Yitzhak Katzenelson (Hebrew: יִצְחָק קצנלסון‎, Yiddish: (יִצְחָק קאַצ(ע)נעלסאָן(זון; also transcribed Icchak-Lejb Kacenelson, Jizchak Katzenelson; Yitzhok Katznelson) (1886–1944) was a Jewish teacher, poet and dramatist. He was born in 1886 in Karelits near Minsk, and was murdered May 1, 1944 in Auschwitz.

Katzenelson lived as a teacher near Łódź, Poland. Following the German invasion of Poland in 1939 he and his family fled to Warsaw, where they got trapped in the Ghetto. There he ran an underground school for Jewish children. His wife and two of his sons were deported to the Treblinka extermination camp and murdered there.
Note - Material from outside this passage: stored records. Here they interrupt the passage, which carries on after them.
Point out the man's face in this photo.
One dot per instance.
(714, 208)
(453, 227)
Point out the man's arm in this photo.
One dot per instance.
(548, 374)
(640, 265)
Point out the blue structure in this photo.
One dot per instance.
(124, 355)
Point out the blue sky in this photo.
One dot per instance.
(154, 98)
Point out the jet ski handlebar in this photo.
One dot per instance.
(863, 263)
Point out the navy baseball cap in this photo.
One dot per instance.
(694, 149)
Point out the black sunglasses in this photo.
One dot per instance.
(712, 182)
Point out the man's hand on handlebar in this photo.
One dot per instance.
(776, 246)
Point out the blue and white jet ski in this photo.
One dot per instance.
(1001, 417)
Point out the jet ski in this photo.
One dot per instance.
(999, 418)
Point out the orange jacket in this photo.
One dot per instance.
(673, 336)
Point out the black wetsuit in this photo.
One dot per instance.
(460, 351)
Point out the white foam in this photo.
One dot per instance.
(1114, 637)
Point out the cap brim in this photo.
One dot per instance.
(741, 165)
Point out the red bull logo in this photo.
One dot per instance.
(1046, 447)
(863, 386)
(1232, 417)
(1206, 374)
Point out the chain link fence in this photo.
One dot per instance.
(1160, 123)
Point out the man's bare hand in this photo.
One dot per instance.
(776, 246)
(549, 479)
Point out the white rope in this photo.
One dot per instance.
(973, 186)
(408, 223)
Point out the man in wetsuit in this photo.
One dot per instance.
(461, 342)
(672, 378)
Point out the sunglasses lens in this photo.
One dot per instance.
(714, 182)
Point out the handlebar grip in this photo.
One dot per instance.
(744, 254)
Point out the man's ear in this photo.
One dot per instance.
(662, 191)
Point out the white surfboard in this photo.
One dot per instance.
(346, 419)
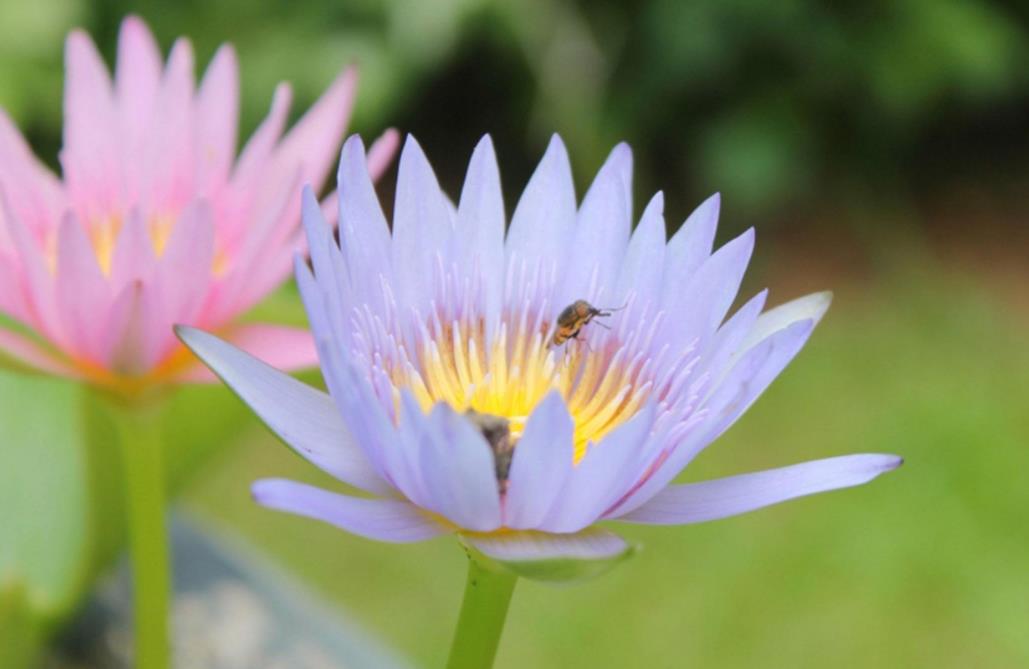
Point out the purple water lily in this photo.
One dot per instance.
(468, 395)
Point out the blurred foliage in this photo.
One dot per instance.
(772, 103)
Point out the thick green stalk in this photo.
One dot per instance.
(144, 493)
(487, 595)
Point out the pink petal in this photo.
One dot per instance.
(38, 284)
(314, 141)
(168, 160)
(90, 156)
(82, 292)
(33, 191)
(136, 84)
(133, 331)
(184, 269)
(28, 352)
(133, 257)
(217, 114)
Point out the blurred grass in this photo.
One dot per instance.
(924, 567)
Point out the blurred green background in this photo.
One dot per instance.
(881, 149)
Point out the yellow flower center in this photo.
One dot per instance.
(601, 384)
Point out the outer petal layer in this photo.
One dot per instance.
(385, 520)
(306, 419)
(723, 497)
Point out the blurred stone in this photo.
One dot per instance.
(232, 610)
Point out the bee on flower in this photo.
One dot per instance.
(448, 403)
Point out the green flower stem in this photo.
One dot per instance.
(487, 595)
(144, 494)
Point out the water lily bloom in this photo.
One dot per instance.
(153, 220)
(466, 396)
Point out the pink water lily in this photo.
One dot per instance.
(457, 407)
(154, 220)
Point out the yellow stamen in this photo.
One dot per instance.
(602, 388)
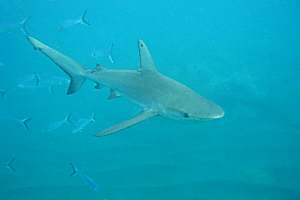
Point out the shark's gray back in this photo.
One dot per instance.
(153, 90)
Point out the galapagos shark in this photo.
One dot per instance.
(158, 94)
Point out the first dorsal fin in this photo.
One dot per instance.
(146, 61)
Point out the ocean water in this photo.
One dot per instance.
(243, 55)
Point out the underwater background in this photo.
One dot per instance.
(243, 55)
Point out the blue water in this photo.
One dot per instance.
(243, 55)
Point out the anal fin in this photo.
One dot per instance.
(128, 123)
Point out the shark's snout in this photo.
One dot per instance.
(218, 113)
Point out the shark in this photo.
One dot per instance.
(157, 94)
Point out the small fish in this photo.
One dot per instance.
(81, 124)
(9, 164)
(82, 20)
(74, 170)
(24, 122)
(85, 178)
(100, 54)
(37, 81)
(12, 27)
(3, 93)
(90, 182)
(58, 124)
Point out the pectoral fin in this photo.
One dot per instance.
(128, 123)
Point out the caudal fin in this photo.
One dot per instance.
(72, 68)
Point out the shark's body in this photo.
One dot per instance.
(156, 93)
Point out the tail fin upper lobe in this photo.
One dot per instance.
(73, 69)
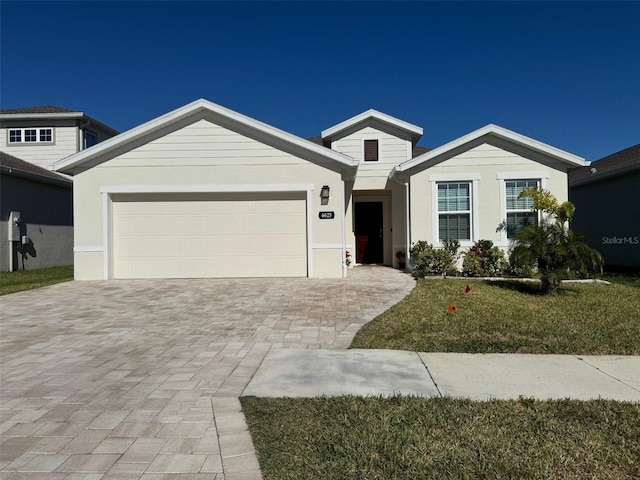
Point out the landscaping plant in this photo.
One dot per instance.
(552, 248)
(427, 260)
(483, 260)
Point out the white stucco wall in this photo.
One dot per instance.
(488, 164)
(203, 153)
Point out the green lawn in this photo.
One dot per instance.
(418, 438)
(411, 438)
(509, 317)
(11, 282)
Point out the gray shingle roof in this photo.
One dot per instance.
(614, 164)
(15, 166)
(42, 109)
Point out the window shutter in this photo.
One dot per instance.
(370, 150)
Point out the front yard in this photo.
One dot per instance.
(443, 438)
(12, 282)
(509, 317)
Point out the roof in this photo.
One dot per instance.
(43, 109)
(374, 116)
(615, 164)
(491, 130)
(14, 166)
(241, 122)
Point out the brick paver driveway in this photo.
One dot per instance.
(141, 379)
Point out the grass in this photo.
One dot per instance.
(510, 317)
(11, 282)
(443, 438)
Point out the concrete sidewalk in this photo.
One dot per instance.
(307, 373)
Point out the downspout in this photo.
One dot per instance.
(80, 134)
(407, 189)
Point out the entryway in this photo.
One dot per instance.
(369, 230)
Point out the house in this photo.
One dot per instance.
(31, 139)
(204, 191)
(43, 135)
(36, 208)
(607, 199)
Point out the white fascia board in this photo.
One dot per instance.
(41, 116)
(414, 130)
(246, 188)
(58, 116)
(499, 132)
(66, 164)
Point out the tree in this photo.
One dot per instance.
(552, 247)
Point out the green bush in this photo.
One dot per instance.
(483, 260)
(427, 260)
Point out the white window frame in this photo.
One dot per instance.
(22, 134)
(84, 138)
(371, 162)
(473, 179)
(540, 176)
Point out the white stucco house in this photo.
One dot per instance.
(204, 191)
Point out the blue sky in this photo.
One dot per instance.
(565, 73)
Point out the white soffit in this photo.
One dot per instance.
(414, 130)
(67, 164)
(498, 132)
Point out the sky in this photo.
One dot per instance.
(563, 73)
Katzenelson participated in the Warsaw Ghetto Uprising starting on April 18, 1943. To save his life, friends supplied him with forged Honduran passports. He managed to leave the ghetto but later surrendered to the Gestapo. He was deported to a detention camp in Vittel, France, where the Nazis held American and British citizens and other nationals of Allied and neutral countries, for possible later prisoner exchange.

In Vittel, Katzenelson wrote "Dos lid funem oysgehargetn yidishn folk" (Yiddish: "Song of the Murdered Jewish People"). He put the manuscript in bottles and buried them under a tree, from where it was recovered after the war. A copy was sewed into the handle of a suitcase and later taken to Israel.

In late April 1944, Yitzhak Katzenelson and his son Zvi were sent on a transport to the Auschwitz extermination camp, where they were murdered on May 1, 1944.

The Ghetto Fighters' House Holocaust and Jewish Resistance Heritage Museum in the Western Galilee, Israel, is named in his memory. "The Song of the Murdered Jewish People" has been translated into numerous languages and published as an individual volume.